Eduardo Ramos was arrested March 9.
Last May, Judge John Kennedy approved two separate petitions for civil contempt of court and criminal contempt of court against Ramos and his son, Bernard Ramos, the caretakers of Cherry Orchard Village apartments, located between Rantoul and Thomasboro, for failure to follow the judge's orders.
At a compliance hearing Friday, Kennedy authorized Eduardo Ramos to be allowed to travel to Washington, D.C., for medical care.
Champaign County Assistant State's Attorney Joel Fletcher asked that Ramos be held in custody until the Cherry Orchard property is secured more effectively. The matter will be ruled upon at the April 26 hearing.

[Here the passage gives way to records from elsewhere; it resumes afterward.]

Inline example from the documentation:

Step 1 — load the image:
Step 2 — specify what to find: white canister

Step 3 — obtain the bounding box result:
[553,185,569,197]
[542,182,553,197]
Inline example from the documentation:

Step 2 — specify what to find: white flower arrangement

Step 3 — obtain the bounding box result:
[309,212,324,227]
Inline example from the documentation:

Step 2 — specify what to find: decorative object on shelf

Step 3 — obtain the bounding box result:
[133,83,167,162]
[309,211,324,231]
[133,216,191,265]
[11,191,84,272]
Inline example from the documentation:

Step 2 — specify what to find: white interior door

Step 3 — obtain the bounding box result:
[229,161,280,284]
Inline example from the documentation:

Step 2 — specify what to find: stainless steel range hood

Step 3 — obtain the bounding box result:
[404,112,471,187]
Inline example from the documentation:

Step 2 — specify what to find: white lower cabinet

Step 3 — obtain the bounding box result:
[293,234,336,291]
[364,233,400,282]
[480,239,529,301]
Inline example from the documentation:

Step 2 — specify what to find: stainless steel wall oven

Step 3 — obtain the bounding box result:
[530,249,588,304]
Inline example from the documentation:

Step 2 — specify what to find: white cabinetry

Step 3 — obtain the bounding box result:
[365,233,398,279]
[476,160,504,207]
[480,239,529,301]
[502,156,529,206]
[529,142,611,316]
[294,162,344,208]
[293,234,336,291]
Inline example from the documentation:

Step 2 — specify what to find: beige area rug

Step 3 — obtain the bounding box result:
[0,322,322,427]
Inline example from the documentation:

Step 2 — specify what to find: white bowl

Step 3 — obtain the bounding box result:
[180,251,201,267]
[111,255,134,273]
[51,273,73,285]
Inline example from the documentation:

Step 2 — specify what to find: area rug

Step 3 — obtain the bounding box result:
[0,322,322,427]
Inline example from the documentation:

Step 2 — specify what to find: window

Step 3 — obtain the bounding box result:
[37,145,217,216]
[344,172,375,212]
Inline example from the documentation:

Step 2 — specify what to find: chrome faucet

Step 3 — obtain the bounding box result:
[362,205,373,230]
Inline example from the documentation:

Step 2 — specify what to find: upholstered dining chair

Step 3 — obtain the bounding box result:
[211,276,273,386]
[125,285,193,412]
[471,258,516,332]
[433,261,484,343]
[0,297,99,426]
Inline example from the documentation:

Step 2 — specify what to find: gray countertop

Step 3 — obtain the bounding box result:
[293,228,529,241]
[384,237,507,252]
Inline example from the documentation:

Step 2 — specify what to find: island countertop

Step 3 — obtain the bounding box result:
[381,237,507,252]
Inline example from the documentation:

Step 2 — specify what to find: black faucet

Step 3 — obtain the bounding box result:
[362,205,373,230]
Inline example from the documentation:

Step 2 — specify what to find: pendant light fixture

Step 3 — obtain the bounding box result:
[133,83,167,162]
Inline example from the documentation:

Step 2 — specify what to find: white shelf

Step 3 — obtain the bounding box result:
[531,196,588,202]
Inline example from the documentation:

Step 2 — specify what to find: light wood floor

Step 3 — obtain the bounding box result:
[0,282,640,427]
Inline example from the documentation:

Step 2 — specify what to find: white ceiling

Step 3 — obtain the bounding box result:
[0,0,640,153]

Over Fletcher's objection, Ramos was allowed to travel to Washington, D.C., where he will live with his daughter, until the next hearing. Fletcher said Ramos has kidney problems and is receiving treatment from a specialist there.
His medical condition was documented by a care provider and the daughter's testimony.
Fletcher said he also presented evidence that indicates people have had access to the Cherry Orchard property.
Julie Pryde, Champaign-Urbana Public Health District director, said Thursday that health officials have found evidence someone has been staying in the "Jones property" — the easternmost apartment building for which the Ramoses were caretakers — and that signs ordering people to keep out had either been taken down or blown down by the wind.
Boards that had been placed over windows and doors had also been tampered with. She said screws that had been used to secure the boards had been pulled out in one area, and boards over a door had been taken off.
"There was all kinds of junk in there," Pryde said.
Public health officials replaced the boards over doors and windows and put a more permanent sign at the site.
Pryde said it is "pretty evident" that someone has also been living at an A frame house at the site, in defiance of the court order.
At a bench trial last year, Kennedy ordered that the Rasmoses pay fines of $37,900 for unlawful discharge of sewage ($100 a day for 379 days), $16,000 for unlawful rental of non-compliant property ($100 a day for 160 days), $100 for failure to obtain a construction permit and $100 for unlawful repair or alteration of a sewer system.
Kennedy also ordered that the apartment complex be shut down until the sewage problems have been remedied.
The Champaign County sheriff's office served a notice to the Ramoses on April 21, 2011, to have all the tenants out of the complex six days later, according to Fletcher. However, the Champaign-Urbana Public Health District found people still living at the apartment complex, and Kennedy ordered the Ramoses to appear in court to answer a petition for contempt for failing to vacate the facility.
Neither Ramos appeared in court, however, which led to Kennedy to issue the contempt-of-court orders.
The Ramoses had not been found until Eduardo Ramos was arrested in Virginia. Bernard Ramos remains at large.